KUALA LUMPUR – February 9, 2018: When it matures in 2025, the population of Johor’s Iskandar Malaysia (Iskandar Malaysia) development region is expected to increase to three million.
Against such a backdrop, there are concerns that the influx of new residents will cause the gentrification of its current 1.9 million residents.
The sidelining of locals is after all a common experience in rapidly developing metropolises around the globe.
New York’s Harlem, for example, has in recent years experienced an influx of deep-pocketed white Americans, driving out the neighbourhood’s poor and working-class black Americans.
In an interview with The Mole recently, Iskandar Regional Development Authority (Irda) Datuk Ismail Ibrahim acknowledged the logic of such concerns, but nonetheless assured the locals that their interests are well taken care of and that no one will be left behind.
“We are working with other stakeholders to make sure that when jobs are created, locals are given the first opportunity.
“We also help local businesses (to grow) by providing the necessary tools, skills, and funding to make sure they can have a good start,” said Ismail.
In its 10-years progress report, Irda, which is the regulatory agency of Iskandar Malaysia, stated that it has allocated RM1 million in aid each to 87 villages and 17 sub-districts in the region so that they may develop their own socio-economic development programmes.
“Johor also enjoyed an increase of average household monthly income, from RM4,658 in 2012 to RM5,652 in 2016. This reflects how Iskandar Malaysia has benefited Johoreans.
“Whilst its population grow, the locals shall continue to be protected.
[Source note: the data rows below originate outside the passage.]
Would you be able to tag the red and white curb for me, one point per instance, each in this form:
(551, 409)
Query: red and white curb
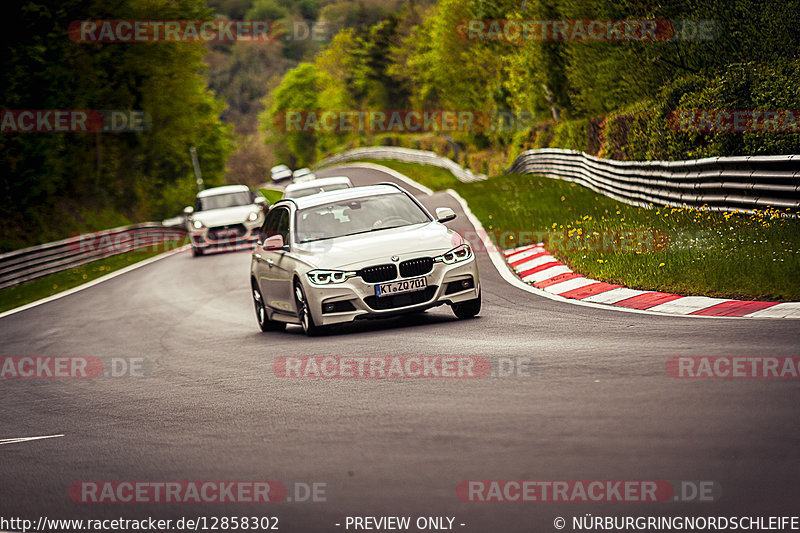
(535, 266)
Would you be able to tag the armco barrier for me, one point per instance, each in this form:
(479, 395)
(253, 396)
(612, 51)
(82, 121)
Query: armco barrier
(30, 263)
(721, 183)
(407, 155)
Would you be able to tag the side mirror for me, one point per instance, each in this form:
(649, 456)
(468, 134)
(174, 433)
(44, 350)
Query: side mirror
(444, 214)
(273, 243)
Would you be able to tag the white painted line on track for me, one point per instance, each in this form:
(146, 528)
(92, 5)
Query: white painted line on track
(94, 282)
(28, 439)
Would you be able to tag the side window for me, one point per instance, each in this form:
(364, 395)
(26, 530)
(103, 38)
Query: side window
(283, 225)
(270, 226)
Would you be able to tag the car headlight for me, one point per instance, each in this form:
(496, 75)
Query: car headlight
(326, 277)
(456, 255)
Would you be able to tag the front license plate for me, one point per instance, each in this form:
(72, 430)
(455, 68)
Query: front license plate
(397, 287)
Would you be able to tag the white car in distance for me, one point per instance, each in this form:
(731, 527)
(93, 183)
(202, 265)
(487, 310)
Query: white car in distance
(361, 252)
(223, 218)
(307, 188)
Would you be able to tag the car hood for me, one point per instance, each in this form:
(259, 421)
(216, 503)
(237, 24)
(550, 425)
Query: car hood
(357, 251)
(225, 215)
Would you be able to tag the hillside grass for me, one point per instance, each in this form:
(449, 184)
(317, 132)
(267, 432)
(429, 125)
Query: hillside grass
(37, 289)
(751, 256)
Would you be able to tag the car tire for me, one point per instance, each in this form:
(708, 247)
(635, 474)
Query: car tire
(467, 309)
(261, 313)
(304, 313)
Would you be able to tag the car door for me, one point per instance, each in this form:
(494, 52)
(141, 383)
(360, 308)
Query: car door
(264, 260)
(279, 266)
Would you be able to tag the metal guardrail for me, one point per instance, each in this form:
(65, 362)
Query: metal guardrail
(407, 155)
(31, 263)
(720, 183)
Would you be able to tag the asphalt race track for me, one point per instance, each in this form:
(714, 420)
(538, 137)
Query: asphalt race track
(598, 405)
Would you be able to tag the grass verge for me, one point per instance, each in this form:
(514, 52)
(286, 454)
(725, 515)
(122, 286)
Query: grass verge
(37, 289)
(682, 251)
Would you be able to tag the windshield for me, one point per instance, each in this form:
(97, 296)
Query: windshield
(219, 201)
(348, 217)
(314, 190)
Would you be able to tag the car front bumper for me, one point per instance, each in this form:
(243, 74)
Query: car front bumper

They will be able to survive and prosper from the benefits gained out of Iskandar Malaysia’s development,” promised Ismail.
Iskandar Malaysia’s 12-year journey.
When asked to describe Iskandar Malaysia and Irda’s journey since their inception in 2006, Ismail described it as both challenging and satisfying.
“Challenging for the fact that Iskandar Malaysia has always wanted to position itself as a region that is competitive, not only from the economic perspective but to ensure we are socially inclusive.
“Satisfying in the sense that we have been able to achieve based on what we planned way back in 2006, way back when we started Iskandar Malaysia,” he said.
Ismail pointed out that Iskandar Malaysia has so far generated committed investments of RM252 billion, 62 per cent of which are domestic investments. Of the RM252 billion, 55 per cent have been realised.
In terms of foreign investment, Iskandar Malaysia’s biggest investors are from China (RM20 billion) and Singapore (RM18 billion).
There are also investors from Japan, South Korea, Europe, North America and the Middle-East.
“They invest because Iskandar Malaysia offers the best location as the centre point for traders of the east and west,” he said.
Ismail stressed that Iskandar Malaysia’s airport, seaports and ample space to set up factories are its key selling points.
Since its inception Iskandar Malaysia has created more than 700,000 jobs with 31 per cent of those being skilled and semi-skilled while 15 per cent are of the highly-skilled and professional categories.
More than just a modern metropolis
Not wanting Iskandar Malaysia to end up being another typical state-of-the-art metropolis, Ismail said Irda has been pulling out all the stops to ensure that the development of Iskandar Malaysia blends hand in hand with its culture and history.
“Some of these metropolises, they may be successful from economic perspective but they don’t have a soul, simply put.
“In Iskandar Malaysia, while we are experiencing growth from a physical perspective, we are also introducing contents, by having events, community and youth-related programmes,” said Ismail.